At first, these exaggerations are commendable: they're the mark of an excitable narrator in the throes of urban legendry, a man who -- for the service of his town and his friend -- amplifies actual history in the same way in which Homer Simpson, in one episode, is described as a master-fisherman with arms the size of tree trunks. The man must become the myth, and this story is filled with the strengths and weaknesses of the oral (Greek) tradition: rich history giving way to sad repetition. So we get things like this: "C. Nunn Jr. brought down the whole stadium house, solved the runner-plus-interference problem at our ten's Enid sideline by tackling the huge cow-boys, the low Canadian kicker, the inhumanly fast nigra, three Enid cheerleaders, a referee, and one ten-gallon cooler of Enid Gatorade, all at one cataclysmic time." Hyperbole, meet history.

But then the story catches up to the present, with John Billy -- joined now by Glory Joy -- telling Simple Ranger how Nunn's oil-bought sheep ranch was beset by the jealous T. Rex Minogue (whose father founded the town); how Nunn's quest for revenge led to a very serious car accident in which Nunn's eyes popped out of his head and he went into an apocalyptic moral coma of rage; and how Nunn still suffers from relapses, both of eye-popping and Armageddon-like anger, the latest of which has led him once again to face T. Rex, the result of which nobody knows, since Nunn's disappeared. In comes, of course, T. Rex, wheelchair-bound and with death literally written in his eyes (in cursive, apparently: "IMPENDING" in one eye and "DOOM, CANCER" in the other), to give us an ending, an ending in which Nunn suddenly becomes Ranger, the entire community (which has been steadily gathering in the bar) begins to levitate, and Something Metaphysical (or "meadowphysical") Is Said But Not Understood:
we all, me and civilians and Woman and old lone listening sky-eyed Ranger, we all crossed the thin line and slept. Aloft. How we dreamed a community dream of Chuck and Mona May Nunn's good luck boy Chuck Junior, riding his own mixer and might and absent purpose high, chasing a temper, a Daddy, Simple Ranger's DeSoto and farm, an everything of flora, sheep, soil, light, elements, through the windy fire of Oklahoma's roaring, watching stars. Now go on and ask me if we wasn't sorry we ever woke up.
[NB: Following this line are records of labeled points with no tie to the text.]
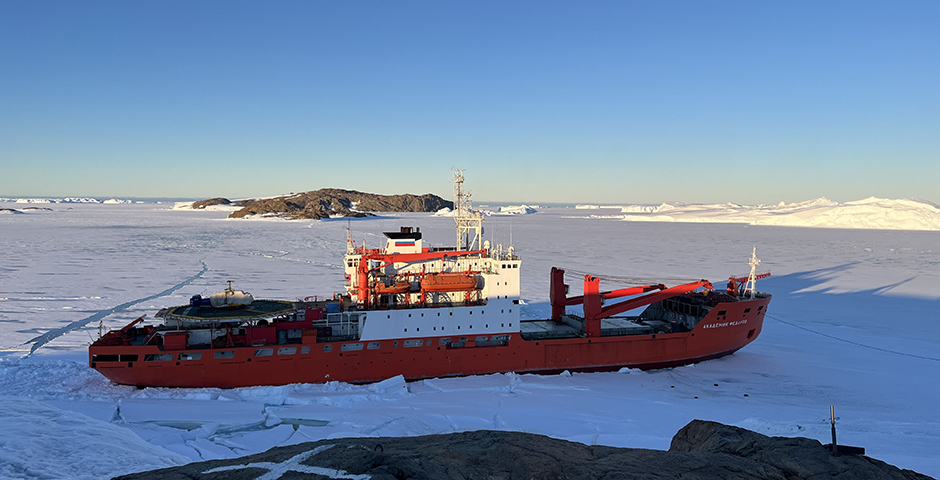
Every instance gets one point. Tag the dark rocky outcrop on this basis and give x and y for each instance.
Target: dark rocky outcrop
(212, 201)
(329, 202)
(701, 450)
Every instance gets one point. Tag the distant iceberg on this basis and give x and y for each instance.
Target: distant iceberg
(870, 213)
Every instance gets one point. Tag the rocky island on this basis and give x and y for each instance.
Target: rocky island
(330, 202)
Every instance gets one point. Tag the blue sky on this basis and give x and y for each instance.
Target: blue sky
(606, 102)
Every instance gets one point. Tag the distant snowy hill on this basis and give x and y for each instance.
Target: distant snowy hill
(62, 200)
(870, 213)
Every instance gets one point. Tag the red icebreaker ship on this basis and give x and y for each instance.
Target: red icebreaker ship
(423, 312)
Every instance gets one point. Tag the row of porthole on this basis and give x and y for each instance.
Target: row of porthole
(502, 325)
(482, 312)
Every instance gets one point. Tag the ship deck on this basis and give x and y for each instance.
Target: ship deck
(573, 326)
(257, 309)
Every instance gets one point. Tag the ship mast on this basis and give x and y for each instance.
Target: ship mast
(469, 223)
(752, 277)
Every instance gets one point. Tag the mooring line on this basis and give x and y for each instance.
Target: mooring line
(40, 341)
(880, 349)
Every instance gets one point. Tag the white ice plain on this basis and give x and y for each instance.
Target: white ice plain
(853, 323)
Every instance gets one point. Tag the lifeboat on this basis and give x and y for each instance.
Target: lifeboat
(398, 287)
(448, 283)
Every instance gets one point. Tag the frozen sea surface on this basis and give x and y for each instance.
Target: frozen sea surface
(853, 323)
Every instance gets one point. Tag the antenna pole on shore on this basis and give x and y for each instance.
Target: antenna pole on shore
(832, 421)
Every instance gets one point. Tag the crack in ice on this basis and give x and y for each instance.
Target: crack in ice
(293, 464)
(41, 340)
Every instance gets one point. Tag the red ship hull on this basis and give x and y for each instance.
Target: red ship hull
(416, 358)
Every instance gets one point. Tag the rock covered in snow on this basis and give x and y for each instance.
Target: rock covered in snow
(700, 450)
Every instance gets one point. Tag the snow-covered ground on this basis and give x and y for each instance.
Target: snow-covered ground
(853, 323)
(870, 213)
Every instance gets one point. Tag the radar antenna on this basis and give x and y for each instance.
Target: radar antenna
(469, 222)
(752, 277)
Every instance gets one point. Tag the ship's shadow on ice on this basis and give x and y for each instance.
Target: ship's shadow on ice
(873, 318)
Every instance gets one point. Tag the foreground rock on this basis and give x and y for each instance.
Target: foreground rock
(332, 202)
(701, 450)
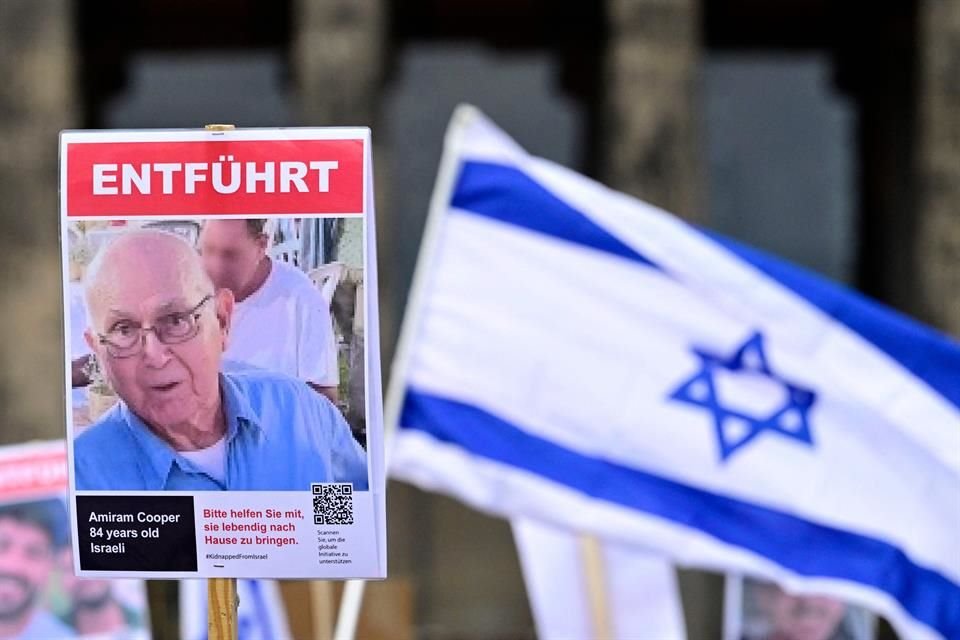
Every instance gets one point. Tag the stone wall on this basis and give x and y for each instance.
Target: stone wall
(937, 244)
(37, 100)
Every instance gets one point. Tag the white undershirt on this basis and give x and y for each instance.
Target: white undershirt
(211, 460)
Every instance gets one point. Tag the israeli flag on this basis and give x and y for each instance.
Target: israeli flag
(582, 358)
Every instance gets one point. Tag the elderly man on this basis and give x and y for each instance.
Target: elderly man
(281, 321)
(30, 534)
(159, 329)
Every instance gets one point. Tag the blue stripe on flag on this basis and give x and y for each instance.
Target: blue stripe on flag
(927, 354)
(509, 195)
(799, 545)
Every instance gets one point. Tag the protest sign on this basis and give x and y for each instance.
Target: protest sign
(40, 597)
(223, 408)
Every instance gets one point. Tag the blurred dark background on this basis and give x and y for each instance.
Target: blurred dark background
(826, 132)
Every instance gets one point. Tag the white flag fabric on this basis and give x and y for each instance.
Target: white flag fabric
(640, 588)
(579, 357)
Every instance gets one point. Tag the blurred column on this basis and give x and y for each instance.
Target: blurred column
(338, 65)
(650, 141)
(37, 99)
(337, 60)
(937, 247)
(650, 148)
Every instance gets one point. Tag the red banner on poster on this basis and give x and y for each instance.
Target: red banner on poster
(242, 177)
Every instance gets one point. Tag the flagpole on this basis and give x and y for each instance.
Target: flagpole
(591, 554)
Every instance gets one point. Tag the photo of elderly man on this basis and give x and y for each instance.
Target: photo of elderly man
(159, 329)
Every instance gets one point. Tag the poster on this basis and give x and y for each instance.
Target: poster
(222, 356)
(40, 598)
(756, 610)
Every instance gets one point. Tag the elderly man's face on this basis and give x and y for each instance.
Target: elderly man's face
(230, 253)
(143, 285)
(803, 617)
(26, 560)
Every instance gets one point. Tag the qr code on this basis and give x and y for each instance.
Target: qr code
(332, 503)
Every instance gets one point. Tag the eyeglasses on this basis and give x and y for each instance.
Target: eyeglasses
(126, 338)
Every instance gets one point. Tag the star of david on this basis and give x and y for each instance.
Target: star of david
(735, 428)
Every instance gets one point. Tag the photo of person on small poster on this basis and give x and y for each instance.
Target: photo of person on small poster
(217, 354)
(40, 598)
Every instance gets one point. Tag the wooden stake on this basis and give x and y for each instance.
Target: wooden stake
(222, 605)
(321, 609)
(596, 584)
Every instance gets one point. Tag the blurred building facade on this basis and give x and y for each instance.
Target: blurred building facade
(820, 130)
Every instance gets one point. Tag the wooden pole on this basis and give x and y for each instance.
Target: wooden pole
(222, 605)
(321, 609)
(222, 601)
(596, 583)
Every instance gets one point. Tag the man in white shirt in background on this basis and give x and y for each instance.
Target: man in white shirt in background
(281, 321)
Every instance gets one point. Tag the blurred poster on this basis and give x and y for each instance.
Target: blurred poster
(40, 597)
(756, 610)
(260, 615)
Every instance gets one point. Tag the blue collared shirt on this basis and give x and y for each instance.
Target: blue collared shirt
(281, 436)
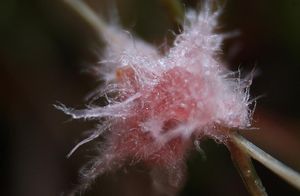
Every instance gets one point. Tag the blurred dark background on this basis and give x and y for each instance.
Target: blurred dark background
(46, 50)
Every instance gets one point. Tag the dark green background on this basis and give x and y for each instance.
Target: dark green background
(45, 50)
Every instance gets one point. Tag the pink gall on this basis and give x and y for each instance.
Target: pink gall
(160, 104)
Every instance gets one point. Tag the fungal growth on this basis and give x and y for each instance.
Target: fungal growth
(160, 104)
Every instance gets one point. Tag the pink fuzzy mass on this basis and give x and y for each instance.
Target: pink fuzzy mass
(159, 104)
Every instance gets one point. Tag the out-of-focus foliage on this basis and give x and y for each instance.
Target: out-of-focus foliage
(46, 49)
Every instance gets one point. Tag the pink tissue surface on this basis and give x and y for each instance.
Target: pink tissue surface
(160, 104)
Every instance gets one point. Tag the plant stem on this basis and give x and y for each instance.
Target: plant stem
(288, 174)
(244, 165)
(92, 19)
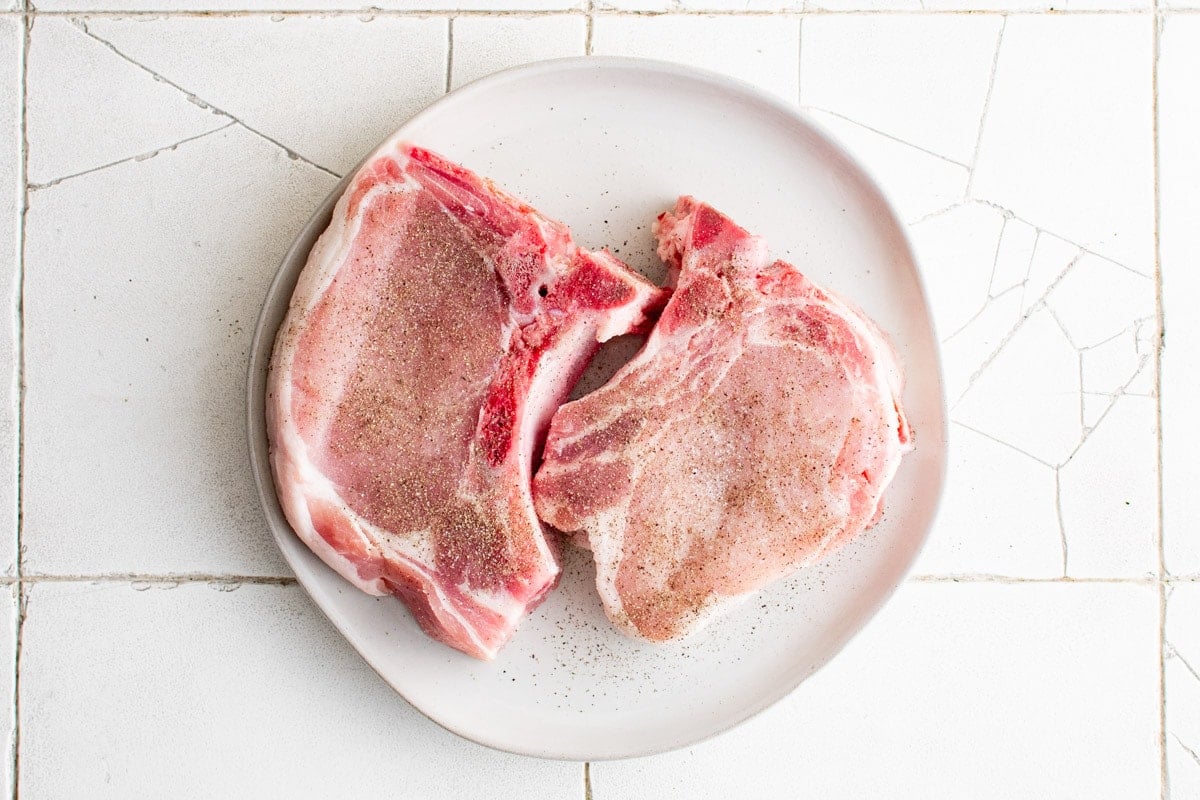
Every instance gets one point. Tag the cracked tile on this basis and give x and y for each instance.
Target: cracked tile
(527, 38)
(1065, 143)
(89, 107)
(138, 320)
(1109, 494)
(1180, 239)
(268, 674)
(762, 50)
(967, 348)
(395, 65)
(957, 251)
(1182, 667)
(1109, 370)
(11, 197)
(1098, 300)
(918, 182)
(922, 79)
(1029, 395)
(1013, 256)
(979, 527)
(953, 691)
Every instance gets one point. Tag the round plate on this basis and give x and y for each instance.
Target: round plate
(605, 145)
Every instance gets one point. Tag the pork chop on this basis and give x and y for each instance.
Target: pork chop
(756, 429)
(437, 325)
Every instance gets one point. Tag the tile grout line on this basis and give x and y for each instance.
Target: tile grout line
(799, 61)
(607, 12)
(1156, 49)
(29, 581)
(27, 23)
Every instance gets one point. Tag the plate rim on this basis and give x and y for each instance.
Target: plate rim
(263, 340)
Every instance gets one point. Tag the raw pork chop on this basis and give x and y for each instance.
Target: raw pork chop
(436, 328)
(756, 429)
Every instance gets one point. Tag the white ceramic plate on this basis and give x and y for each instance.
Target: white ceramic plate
(604, 145)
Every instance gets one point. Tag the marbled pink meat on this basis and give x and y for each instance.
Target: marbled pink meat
(755, 431)
(437, 325)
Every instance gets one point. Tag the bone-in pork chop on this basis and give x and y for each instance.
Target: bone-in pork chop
(437, 325)
(755, 431)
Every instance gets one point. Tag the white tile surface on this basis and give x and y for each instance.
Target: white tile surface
(957, 252)
(917, 182)
(9, 602)
(1029, 395)
(259, 698)
(1109, 495)
(1182, 667)
(1066, 142)
(138, 318)
(127, 113)
(11, 192)
(954, 691)
(1180, 131)
(361, 76)
(763, 50)
(922, 79)
(981, 529)
(526, 38)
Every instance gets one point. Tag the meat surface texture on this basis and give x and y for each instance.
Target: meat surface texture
(436, 328)
(755, 431)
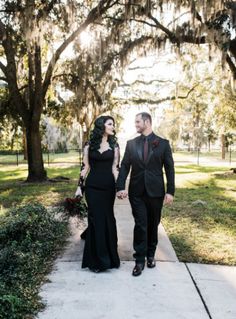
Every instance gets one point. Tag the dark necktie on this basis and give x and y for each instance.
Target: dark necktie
(145, 149)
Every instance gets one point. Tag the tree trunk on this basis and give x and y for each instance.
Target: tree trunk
(24, 144)
(223, 146)
(36, 171)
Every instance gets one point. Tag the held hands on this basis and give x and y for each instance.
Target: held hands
(78, 192)
(122, 194)
(168, 200)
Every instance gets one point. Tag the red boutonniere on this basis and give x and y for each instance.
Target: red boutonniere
(155, 143)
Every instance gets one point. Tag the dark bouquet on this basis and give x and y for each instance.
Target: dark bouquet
(155, 143)
(75, 206)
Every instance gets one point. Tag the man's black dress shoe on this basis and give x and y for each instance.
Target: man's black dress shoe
(151, 263)
(96, 270)
(138, 269)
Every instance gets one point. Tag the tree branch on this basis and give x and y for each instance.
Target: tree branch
(149, 101)
(92, 16)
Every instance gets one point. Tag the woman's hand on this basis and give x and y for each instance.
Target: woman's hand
(78, 191)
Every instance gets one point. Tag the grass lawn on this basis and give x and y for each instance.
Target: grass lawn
(204, 232)
(199, 233)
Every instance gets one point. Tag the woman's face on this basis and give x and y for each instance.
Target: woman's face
(109, 127)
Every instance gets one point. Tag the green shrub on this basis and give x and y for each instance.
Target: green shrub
(30, 238)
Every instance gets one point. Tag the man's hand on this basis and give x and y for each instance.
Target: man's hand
(78, 192)
(122, 194)
(168, 200)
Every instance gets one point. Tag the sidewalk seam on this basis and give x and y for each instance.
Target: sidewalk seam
(199, 292)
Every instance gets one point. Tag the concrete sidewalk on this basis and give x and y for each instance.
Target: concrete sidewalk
(172, 290)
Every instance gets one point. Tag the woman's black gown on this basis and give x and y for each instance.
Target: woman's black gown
(100, 250)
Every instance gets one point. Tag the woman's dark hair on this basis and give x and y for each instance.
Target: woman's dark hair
(96, 134)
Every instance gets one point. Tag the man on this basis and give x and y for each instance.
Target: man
(146, 155)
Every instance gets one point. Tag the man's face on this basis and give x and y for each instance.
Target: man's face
(140, 124)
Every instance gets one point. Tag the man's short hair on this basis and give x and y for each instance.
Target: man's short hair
(145, 116)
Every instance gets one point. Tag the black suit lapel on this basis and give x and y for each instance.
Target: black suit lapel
(155, 137)
(139, 146)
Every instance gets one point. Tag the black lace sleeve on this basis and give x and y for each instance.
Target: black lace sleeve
(81, 180)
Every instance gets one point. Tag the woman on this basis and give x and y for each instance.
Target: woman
(101, 161)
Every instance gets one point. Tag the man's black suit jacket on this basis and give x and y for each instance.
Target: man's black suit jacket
(147, 175)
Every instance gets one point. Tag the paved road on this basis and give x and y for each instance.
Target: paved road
(172, 290)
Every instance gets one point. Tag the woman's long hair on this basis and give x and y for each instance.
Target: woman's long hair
(96, 134)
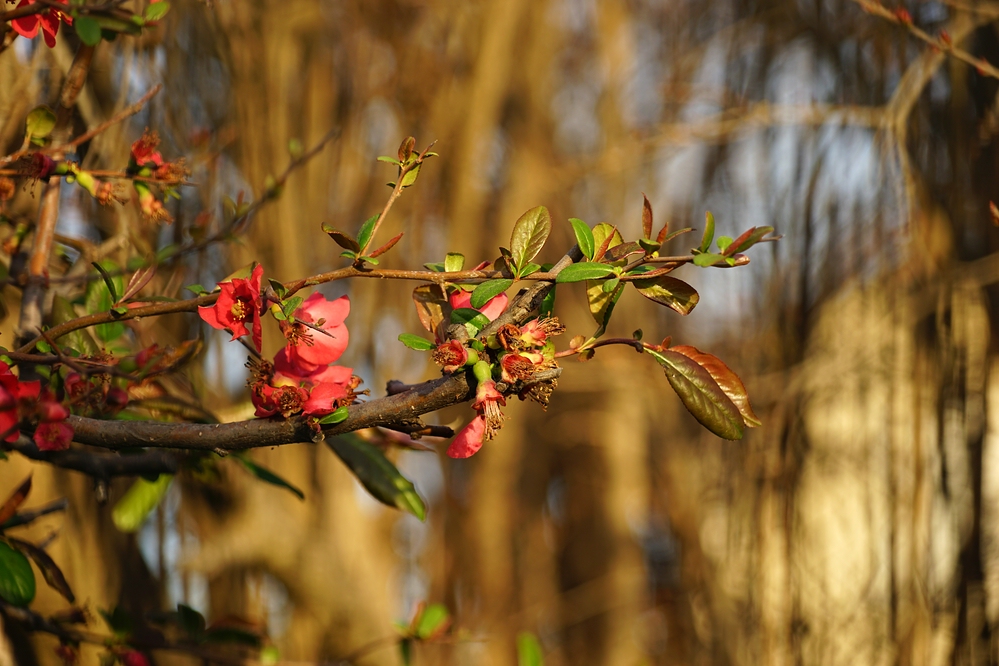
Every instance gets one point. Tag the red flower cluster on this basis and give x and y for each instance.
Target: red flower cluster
(239, 302)
(48, 21)
(27, 400)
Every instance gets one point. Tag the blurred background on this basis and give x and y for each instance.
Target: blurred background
(859, 525)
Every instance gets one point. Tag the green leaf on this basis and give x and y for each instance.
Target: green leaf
(157, 10)
(112, 288)
(529, 650)
(709, 259)
(364, 235)
(133, 508)
(411, 176)
(602, 304)
(378, 475)
(584, 271)
(432, 622)
(454, 262)
(488, 290)
(669, 291)
(341, 238)
(529, 236)
(472, 319)
(266, 475)
(338, 416)
(89, 30)
(415, 342)
(17, 580)
(40, 121)
(709, 231)
(701, 394)
(50, 570)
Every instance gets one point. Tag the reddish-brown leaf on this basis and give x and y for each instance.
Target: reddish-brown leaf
(50, 570)
(646, 217)
(16, 499)
(725, 378)
(669, 291)
(700, 394)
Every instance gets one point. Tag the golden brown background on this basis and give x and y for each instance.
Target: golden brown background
(858, 526)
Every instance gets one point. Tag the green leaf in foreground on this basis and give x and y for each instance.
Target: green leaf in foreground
(529, 235)
(488, 290)
(17, 580)
(701, 394)
(584, 271)
(378, 475)
(133, 508)
(584, 236)
(266, 475)
(415, 342)
(529, 650)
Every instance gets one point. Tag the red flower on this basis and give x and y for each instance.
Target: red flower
(48, 21)
(55, 436)
(493, 308)
(308, 350)
(144, 149)
(469, 440)
(238, 303)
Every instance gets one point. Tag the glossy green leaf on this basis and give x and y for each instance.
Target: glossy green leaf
(529, 235)
(337, 416)
(378, 475)
(342, 238)
(50, 571)
(432, 622)
(709, 231)
(88, 29)
(584, 236)
(415, 342)
(454, 262)
(701, 394)
(364, 235)
(40, 121)
(584, 271)
(133, 508)
(266, 475)
(709, 259)
(488, 290)
(725, 378)
(472, 319)
(669, 291)
(529, 650)
(17, 580)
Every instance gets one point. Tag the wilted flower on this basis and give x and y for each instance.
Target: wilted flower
(451, 355)
(239, 302)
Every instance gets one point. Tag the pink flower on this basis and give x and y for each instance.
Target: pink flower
(308, 349)
(238, 303)
(493, 308)
(48, 21)
(53, 436)
(469, 440)
(484, 426)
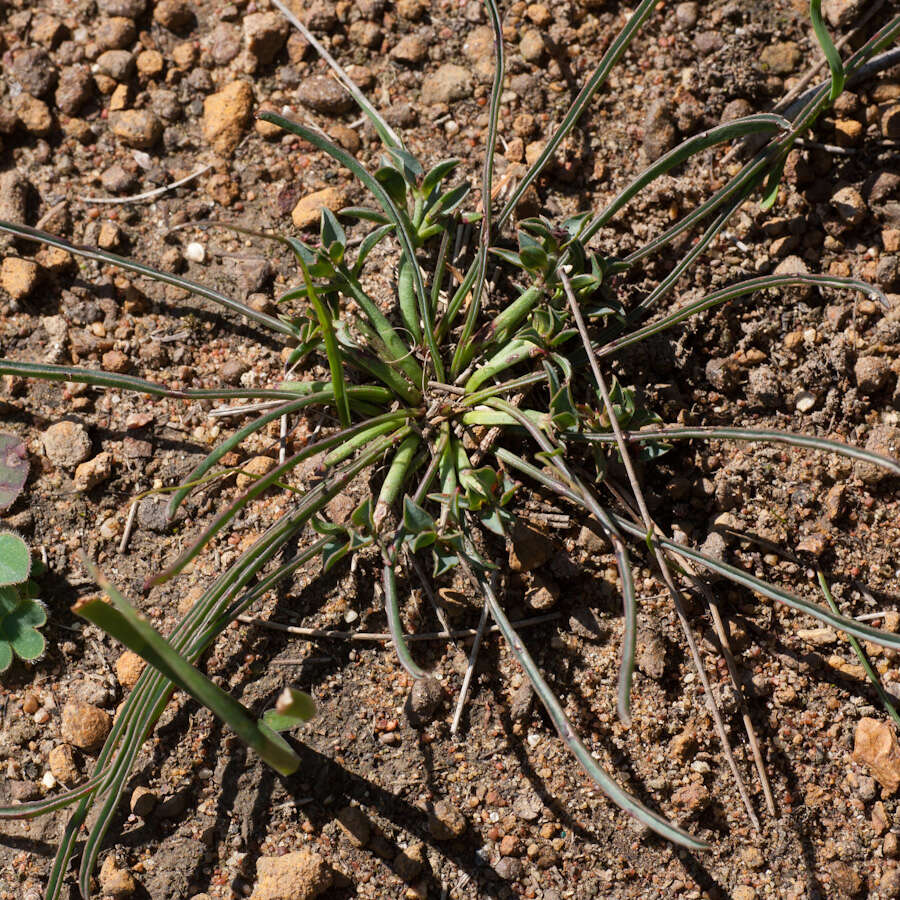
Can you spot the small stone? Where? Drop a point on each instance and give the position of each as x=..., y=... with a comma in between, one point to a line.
x=410, y=49
x=115, y=33
x=93, y=472
x=651, y=654
x=75, y=88
x=849, y=205
x=129, y=667
x=542, y=595
x=532, y=46
x=880, y=820
x=85, y=726
x=409, y=863
x=301, y=875
x=33, y=115
x=33, y=70
x=686, y=15
x=195, y=252
x=66, y=444
x=708, y=42
x=355, y=824
x=119, y=98
x=324, y=95
x=130, y=8
x=258, y=466
x=447, y=85
x=184, y=55
x=478, y=48
x=152, y=515
x=781, y=58
x=693, y=797
x=890, y=122
x=264, y=35
x=110, y=236
x=889, y=884
x=321, y=16
x=14, y=191
x=117, y=180
x=138, y=128
x=539, y=14
x=845, y=879
x=226, y=115
x=591, y=539
x=48, y=31
x=764, y=386
x=872, y=373
x=814, y=544
x=875, y=746
x=114, y=881
x=446, y=822
x=233, y=369
x=62, y=764
x=835, y=502
x=19, y=277
x=365, y=34
x=736, y=109
x=143, y=801
x=684, y=745
x=848, y=132
x=411, y=9
x=118, y=64
x=528, y=807
x=521, y=701
x=804, y=401
x=529, y=548
x=176, y=15
x=842, y=12
x=346, y=137
x=425, y=697
x=307, y=212
x=660, y=134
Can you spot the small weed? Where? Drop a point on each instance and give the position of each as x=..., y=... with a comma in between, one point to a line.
x=21, y=613
x=457, y=390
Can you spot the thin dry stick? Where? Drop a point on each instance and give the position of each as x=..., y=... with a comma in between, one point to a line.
x=377, y=636
x=147, y=195
x=660, y=558
x=129, y=526
x=429, y=593
x=801, y=85
x=470, y=670
x=725, y=644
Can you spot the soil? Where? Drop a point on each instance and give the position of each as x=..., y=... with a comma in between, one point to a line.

Go on.

Are they sorry, then, that they've woke up to what T. Rex apparently showed an eye-drooping C. Nunn Jr.? That is, that the land they treasure and value, their life itself, is so blank and meaningless and wrought of nothing lasting save dust? (This, of course, is foreshadowed in what we know of Simple Ranger, who has spent forty years in isolation, watching the dust for signs of danger.) Or are they sorry that, after finally falling asleep together as a community, creating this new world out of stories, effectively rewriting the past to suit their own purposes, they are now reminded by death's cruel knocks, of what reality really looks like? Given the gradual shifting from the realistic to the mythic to the absurd, "Johny Billy" is attempting the latter, doing its level-headed best to show what is good and bad about stories, but suffers at the cost of making its own point, for, in fact, going that far. At the very least, it's not unenjoyable to read, and it's yet one more side of an early Wallace, one still trying to find his voice.